Le projet CHANGER comme expérimentation d’espaces tiers entre formation et travail
Le projet Changer s’est ainsi construit autour de l’idée qu’il est possible d’apprendre des situations de travail et qu’il faut créer les conditions nécessaires pour que celles-ci soient apprenantes en s’inspirant des conclusions issues du travail de Guillot (2015). Ainsi, alors que classiquement, les situations de conseil sont distinguées à partir : (i) de l’objet du conseil (agronomique, élevage, d’entreprise), (ii) des méthodes mises en œuvre pour traiter de cet objet (tour de plaine, réunion morte saison, atelier de conception, diagnostic de territoire…) ou encore (iii) de l’offre de service proposée par la structure (conseil technique en saison, conseil stratégique, conseil à l’installation, etc.) à une diversité de publics (agriculteur individuel, groupe, collectivité, etc.), dans le projet CHANGER, ces distinctions ne sont pas premières.
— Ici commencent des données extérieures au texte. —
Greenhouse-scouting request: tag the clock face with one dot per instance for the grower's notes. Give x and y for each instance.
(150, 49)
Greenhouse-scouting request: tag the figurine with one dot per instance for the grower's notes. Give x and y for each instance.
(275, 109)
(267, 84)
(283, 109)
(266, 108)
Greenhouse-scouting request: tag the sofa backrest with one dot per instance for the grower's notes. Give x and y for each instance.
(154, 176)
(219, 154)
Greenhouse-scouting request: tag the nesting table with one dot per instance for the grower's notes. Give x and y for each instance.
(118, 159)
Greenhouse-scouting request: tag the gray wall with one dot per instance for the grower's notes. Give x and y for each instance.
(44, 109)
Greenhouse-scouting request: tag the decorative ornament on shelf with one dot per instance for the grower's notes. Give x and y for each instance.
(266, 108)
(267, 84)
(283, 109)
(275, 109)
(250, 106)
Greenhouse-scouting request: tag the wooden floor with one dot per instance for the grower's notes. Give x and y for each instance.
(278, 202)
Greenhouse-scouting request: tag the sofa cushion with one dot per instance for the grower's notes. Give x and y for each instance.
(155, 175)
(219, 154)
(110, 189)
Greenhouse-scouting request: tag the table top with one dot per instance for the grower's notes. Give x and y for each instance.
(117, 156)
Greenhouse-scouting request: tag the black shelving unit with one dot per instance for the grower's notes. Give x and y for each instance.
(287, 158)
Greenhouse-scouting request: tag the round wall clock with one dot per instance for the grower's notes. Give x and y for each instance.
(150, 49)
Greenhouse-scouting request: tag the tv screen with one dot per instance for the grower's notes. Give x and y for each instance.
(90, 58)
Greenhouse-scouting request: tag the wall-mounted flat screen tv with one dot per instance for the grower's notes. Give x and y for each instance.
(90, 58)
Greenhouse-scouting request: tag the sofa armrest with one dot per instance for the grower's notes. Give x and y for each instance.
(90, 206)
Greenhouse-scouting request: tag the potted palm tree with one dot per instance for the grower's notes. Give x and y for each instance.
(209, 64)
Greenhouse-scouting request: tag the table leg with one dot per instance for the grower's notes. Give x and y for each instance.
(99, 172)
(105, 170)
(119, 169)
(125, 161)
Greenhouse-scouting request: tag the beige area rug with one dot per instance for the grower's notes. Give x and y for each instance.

Il s’agit d’abord d’arriver à qualifier les dimensions agissantes dans chaque situation vécue par un conseiller pour que celui-ci, seul et surtout avec un collectif de pairs, s’interroge sur la façon de parvenir à y « tenir conseil » efficacement. Comme l’a montré Guillot (2015) cela peut nécessiter d’imaginer de nouveaux cadrages pour réussir les délibérations et l’enquête conjointe au cœur de la coordination dans l’action21 entre conseiller, agriculteurs, et d’autres partenaires éventuels sur le territoire. Le projet CHANGER a été l’occasion de constituer des espaces d’échanges et de débats sur le métier de conseiller fondés sur cette approche des situations de travail. Dans ces espaces, il s’agit, pour un conseiller, de documenter son activité, les situations rencontrées, de les mettre en mots et en forme sur diverses supports pour les donner à voir aux autres et les rendre discutables. Axer les échanges sur les situations, c’est privilégier une unité d’analyse qui donne accès au travail de deux façons : i) en permettant de pointer les ajustements réalisés par les conseillers face à la variabilité des situations réelles pour garantir la réussite de l’action avec leurs interlocuteurs. Le pari est que les échanges soient alors l’occasion de s’interroger sur de nouvelles façons de réaliser le travail que chacun peut décider ensuite d’éprouver ou non dans des situations qu’il rencontre ; ii) en travaillant les liens entre les situations rencontrées par un conseiller pour en faire émerger tant le sens que la temporalité de l’activité et s’interroger sur le métier, ses normes, ses variantes.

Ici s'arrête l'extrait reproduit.